Housing expresses a social and personal relationship. Housing nodes could be considered where people just join a housing community for a brief period of time before moving on. Some communal housing would be more permanent. Housing patterns under capitalism are created by the need to have clearly defined private property contours of ownership and exclusion. This will no longer be the case under socialism. The ordnance survey map which parcels up the entire country into bits of property ownership will no longer exist to determine private ownership. Individual housing plots might not be seen as the most appropriate form for socialist housing in which to develop, Collective space, and parks, and open communal areas around local community centres might be patterns which develop a particular type of socialist housing.

Socialists might even look again at some heroic architectural failures such as the working class housing at Neave Brown’s Alexandra Road in London, the LCC Housing Estate at Roehampton or the housing complex at the Brunswick Centre. They failed because the architect’s concept of decent housing for the working class could not be realised in the reality of budgets cut-backs, under- investment in maintenance and the priorities of a capitalist society – constraints which are well known to any architect who has worked in the public sector.

Although the political and economic reality of post-1917 Russia was not socialist, several architects experimented with new forms of housing construction and spaces which might be useful to a future socialist society looking at standardisation, use of new materials, spatial design to reflect new living arrangement and making a break with working-class housing built within the limitations of a capitalist society. As the architectural historian, Manfredo Tafuri, once astutely noted: you cannot have socialist architecture within capitalism (ARCHITECTURE AND UTOPIA 1973).

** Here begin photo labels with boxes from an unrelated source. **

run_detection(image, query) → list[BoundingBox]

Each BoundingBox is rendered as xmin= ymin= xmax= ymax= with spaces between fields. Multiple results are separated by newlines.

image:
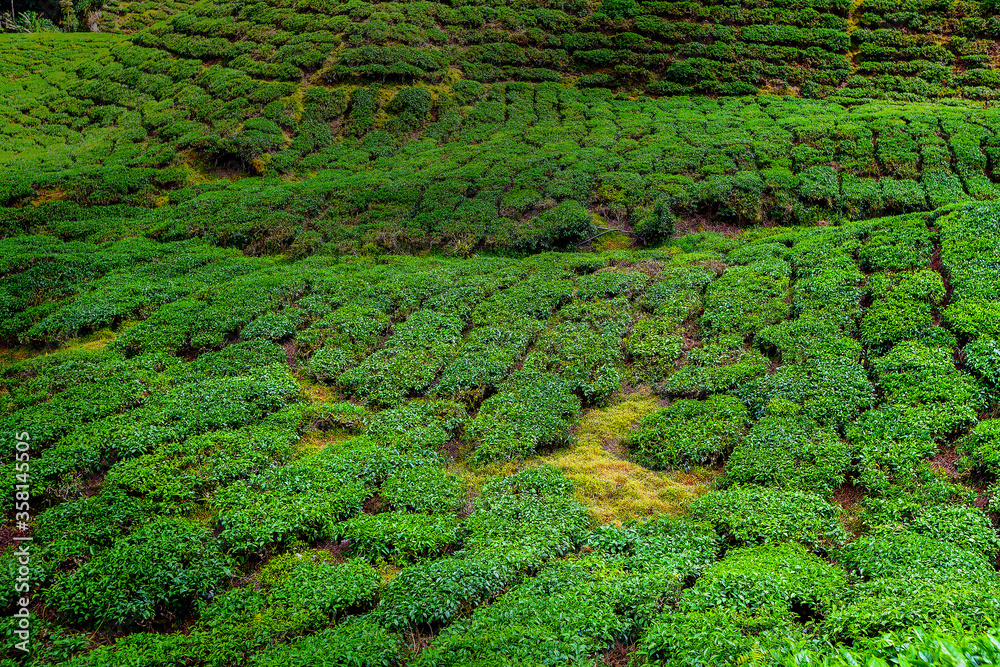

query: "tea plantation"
xmin=0 ymin=0 xmax=1000 ymax=667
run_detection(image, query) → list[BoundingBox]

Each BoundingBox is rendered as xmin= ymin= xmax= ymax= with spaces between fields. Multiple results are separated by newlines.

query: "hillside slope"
xmin=0 ymin=203 xmax=1000 ymax=667
xmin=0 ymin=0 xmax=1000 ymax=254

One notable example was the Narkomfin communal house, Moscow designed by Moisei Ginzburg in 1928. This communal housing scheme consisted of a number of duplex flats, many having no kitchens but connected to a glazed box with communal kitchens, a library, gym, kindergarten and roof garden. (The building influenced Le Corbusier’s Unité d'habitation projects, such as the one constructed in Marseille in 1952). The living experiment only lasted two years as Stalin’s conservative housing policy took hold and constructivist architecture was increasingly condemned as “bourgeois formalism”. The building is in a very poor condition, and speculative Russian developers have now encircled the building like sharks as it is built on very valuable Moscow land. Ironically, the communal living arrangement, particularly the collective facilities are now found in luxury housing developments around the world.

Whatever housing will take shape in socialism it will be quantitatively and qualitatively superior to what the working class is currently forced to live-in under capitalism. And built by free labour, it will surely not be jerry-built, but built and finished to the highest standards by people who take a justifiable pride in building well. Especially if in fact they are building for their own families and friends.